Although by no means a cure for our type 2 diabetes and obesity epidemics, warning labels have
been effectively used to raise public awareness of the hazards of tobacco use and the excessive
consumption of alcoholic beverages. Research has found that warning labels on tobacco products
effectively informed smokers about the health hazards of smoking, encouraged smokers to quit, and
prevented nonsmokers from starting to smoke. 6
U.S. Department of Health and Human Services and U.S. Department of Agriculture. Scientific Report
of the 2015 Dietary Guidelines Advisory Committee.
2 Welsh, J. A., Sharma, A. J., Grellinger, L., & Vos, M. B. (2011). Consumption of added sugars is
decreasing in the United States. The American journal of clinical nutrition, 94(3), 726-734.
3 Ludwig, D.S., Peterson, K.E., & Gortmaker, S.L. (2001). Relation between consumption of sugarsweetened drinks and childhood obesity: A prospective, observational analysis. The Lancet,
357(9255), 505-508.
4 U.S. Department of Health and Human Services and U.S. Department of Agriculture. Dietary
Guidelines for Americans, 2005. 6th Edition,
5 U.S. Department of Health and Human Services and U.S. Department of Agriculture. Scientific Report
of the 2015 Dietary Guidelines Advisory Committee.
6 Tobacco-Free Kids. Tobacco Warning Labels: Evidence of Effectiveness.

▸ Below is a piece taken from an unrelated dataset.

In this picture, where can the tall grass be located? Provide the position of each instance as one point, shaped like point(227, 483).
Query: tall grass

New York State is plagued by declining health associated with poor eating and drinking habits. Six
out of ten New York adults and one-third of our students are considered overweight or obese. 7,8
Obesity-related state medical expenses are estimated at more than $11.8 billion yearly. 9
AB 2320-A would educate the public on the health dangers of sugary drinks and help drive
consumers to healthier beverage choices. We urge the Assembly to pass this important measure.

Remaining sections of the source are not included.